Some hierarchy members come directly from table columns. A table hierarchy uses values found in the data model. For example, a Country level can include members such as France, Germany, and Japan if these values appear in a country column. These members support filtering. Selecting the France member limits the analysis to records associated with France.

Members created from static definitions

Some hierarchy members are created using a fixed list of values defined during configuration. The members do not depend on values in the data model. A manual hierarchy stores these predefined members. Manual hierarchies are useful when the categories needed for analysis do not exist in the source data and do not change at runtime. Examples include business structures defined by a specific reporting framework.

Members created programmatic logic

Some hierarchy members are defined using logic that evaluates data. These members do not come from table fields and are not part of a fixed list. They are constructed at runtime or during setup. A derived hierarchy contains these programmatically defined members. This type of hierarchy is useful when grouping rules require calculations, thresholds, or context values. Examples include:
  • Maturity buckets that group trades into periods such as less than one week, one month, or one year.
  • Threshold-based buckets that sort items into low, medium, or high categories.
  • Groupings based on business logic, such as scenario or simulation parameters that are not present in the data source.
Derived hierarchies are useful when grouping logic depends on calculations or changing context and cannot be stored directly in the database. Selecting a member in a derived hierarchy filters the cube to the records that match that computed category.

What is data bucketing?

Data bucketing is a technique used to group detailed raw data into broader categories, or “buckets”, to simplify analysis and make patterns easier to detect. Bucketing reduces the complexity of raw data. Instead of analyzing every individual data point, buckets group data into meaningful ranges or categories.
  • Time-based buckets: Data is not analyzed by individual days or months. It is grouped into quarters or years. For example, data from the months can be bucketed into Q1, Q2, Q3, and Q4 to observe seasonal trends.
  • Threshold-based buckets: Buckets group data based on numeric thresholds. For instance, risk categories might be classified as low, medium, or high depending on credit or other ratings.
  • Contextual buckets: Buckets are also defined using business logic. For example, bonds are grouped into short, mid and long term depending on the maturity dates.

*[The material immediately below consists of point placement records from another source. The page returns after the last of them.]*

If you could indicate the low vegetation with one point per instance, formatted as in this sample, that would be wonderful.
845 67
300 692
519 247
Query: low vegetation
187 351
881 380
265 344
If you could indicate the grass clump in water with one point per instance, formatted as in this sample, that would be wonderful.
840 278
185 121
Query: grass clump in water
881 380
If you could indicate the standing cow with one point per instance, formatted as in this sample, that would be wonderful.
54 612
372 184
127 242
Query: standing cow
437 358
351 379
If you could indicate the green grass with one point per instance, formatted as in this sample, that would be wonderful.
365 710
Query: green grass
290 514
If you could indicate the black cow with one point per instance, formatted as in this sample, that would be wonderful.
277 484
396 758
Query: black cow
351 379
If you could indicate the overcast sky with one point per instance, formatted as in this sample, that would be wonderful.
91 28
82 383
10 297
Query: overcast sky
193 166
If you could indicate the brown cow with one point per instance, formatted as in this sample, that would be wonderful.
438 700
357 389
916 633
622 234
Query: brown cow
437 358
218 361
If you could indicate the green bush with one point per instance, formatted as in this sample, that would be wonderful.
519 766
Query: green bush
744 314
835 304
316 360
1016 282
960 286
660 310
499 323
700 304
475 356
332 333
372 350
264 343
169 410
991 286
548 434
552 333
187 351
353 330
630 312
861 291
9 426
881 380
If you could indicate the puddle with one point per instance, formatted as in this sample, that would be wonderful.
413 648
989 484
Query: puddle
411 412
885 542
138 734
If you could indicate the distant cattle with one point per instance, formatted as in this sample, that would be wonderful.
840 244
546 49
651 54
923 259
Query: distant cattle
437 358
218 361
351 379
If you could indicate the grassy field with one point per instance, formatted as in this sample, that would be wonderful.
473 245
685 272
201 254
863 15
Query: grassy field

What are the main uses of derived hierarchies?

Derived hierarchies support two main use cases.

Bucket data using runtime logic

Some derived hierarchies create categories that depend on context values such as the current analysis date. These values cannot be stored in the database. The hierarchy computes the appropriate bucket at runtime. For example, a maturity bucket might compute whether a trade matures **within one week, one month, or one year based on the current analysis date.

Drive measure behavior

Some derived hierarchies act as parameters for measure logic. These hierarchies do not only filter data. They also influence calculation steps for measures such as profit and loss calculations.